El origen del Setsubun se remonta a rituales de purificación para alejar las influencias negativas en los cambios de estación. Históricamente, se han registrado costumbres de esparcir arroz desde la era Heian, y para la era Muromachi, el ritual de lanzar soja ya era común entre la nobleza y los guerreros. El acto de lanzar granos simboliza la fuerza vital y la capacidad de destruir el mal. Dependiendo de la región o el templo, las expresiones varían: mientras que en algunos lugares se grita '¡Fuera los demonios!' para expulsar la mala suerte, en otros se invita a la buena fortuna, mostrando la rica diversidad de las creencias en Japón.
El núcleo del Setsubun-sai es el ritual de purificación. El momento más emblemático es el 'Mamemaki', que consiste en lanzar soja tostada para desear salud y bienestar durante todo el año. Además, existen costumbres culinarias asociadas, como comer el 'Ehomaki' (rollos de alga) mirando hacia la dirección de la buena fortuna. Presenciar esto en un lugar tan histórico como Daisho-in convierte el evento en una experiencia visual y espiritual que trasciende lo puramente festivo.
El Setsubun-sai se celebra anualmente alrededor del 4 de febrero (el día previo al Risshun). En esta época, el clima aún es frío, marcando la transición del invierno a la primavera.
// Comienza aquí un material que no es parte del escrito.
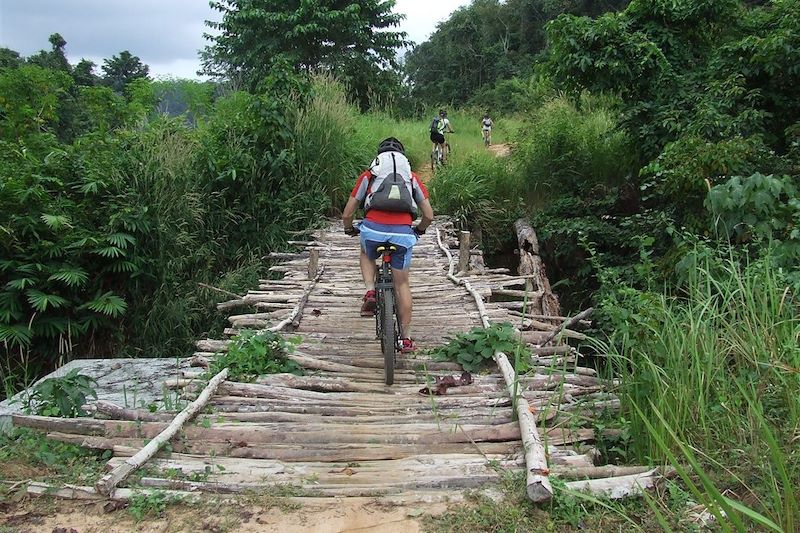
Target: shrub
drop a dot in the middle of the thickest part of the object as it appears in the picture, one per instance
(253, 354)
(476, 348)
Aunque el horario exacto depende de la programación del templo, las ceremonias suelen realizarse durante el día o hacia el atardecer. Experimentar estos rituales bajo el aire nítido y frío de febrero es una forma auténtica de comprender la sensibilidad estacional japonesa.
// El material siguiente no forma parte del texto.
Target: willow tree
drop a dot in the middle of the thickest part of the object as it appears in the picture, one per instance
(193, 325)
Los visitantes pueden observar de primera mano los protocolos de purificación y escuchar los cánticos tradicionales (como 'Oni wa soto, fuku wa uchi' - ¡Fuera los demonios, que entre la fortuna!). Es una oportunidad valiosa para aprender sobre las herramientas culturales y las costumbres locales que no se encuentran en los libros de texto, sino a través de la vivencia directa en el lugar sagrado.
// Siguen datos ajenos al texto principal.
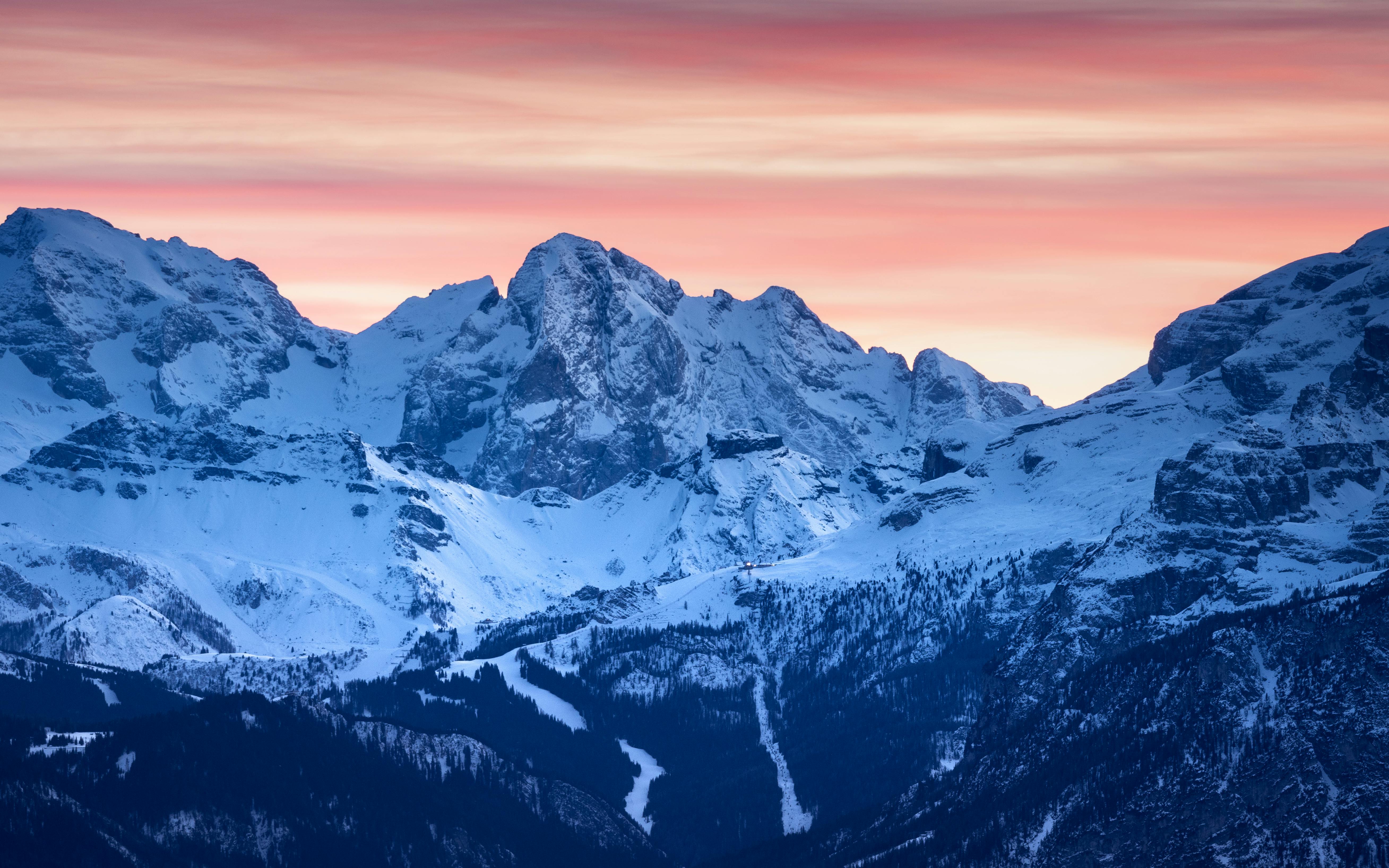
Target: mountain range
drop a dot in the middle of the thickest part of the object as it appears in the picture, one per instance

La zona de Miyajima (cuenta con el Santuario Itsukushima, Patrimonio de la Humanidad) está repleta de templos y santuarios históricos. Al visitar Daisho-in, se recomienda combinar la visita con un recorrido por los paisajes de la isla. El acceso mediante ferry desde la ciudad de Hiroshima es muy sencillo y permite disfrutar plenamente de la cultura de las islas japonesas.
Se recomienda llevar efectivo (Yenes japoneses) para las ofrendas en el templo o consumiciones en los alrededores. Aunque algunos lugares aceptan tarjetas, el efectivo es indispensable para eventos tradicionales.
Aunque puede encontrar información básica en inglés, la mayoría de las explicaciones detalladas de los rituales se realizan en japonés.
No suele ser necesaria una reserva previa, pero se aconseja verificar el horario local. Debido al frío de febrero, es imprescindible vestir ropa de abrigo (abrigos gruesos, bufandas) y calzado cómodo para caminar por el recinto del templo.
Por respeto al carácter sagrado del ritual, siga las instrucciones del personal sobre si está permitido fotografiar. Evite el uso de flash o entrar en zonas restringidas. Por favor, mantenga un comportamiento silencioso y respetuoso durante las ceremonias.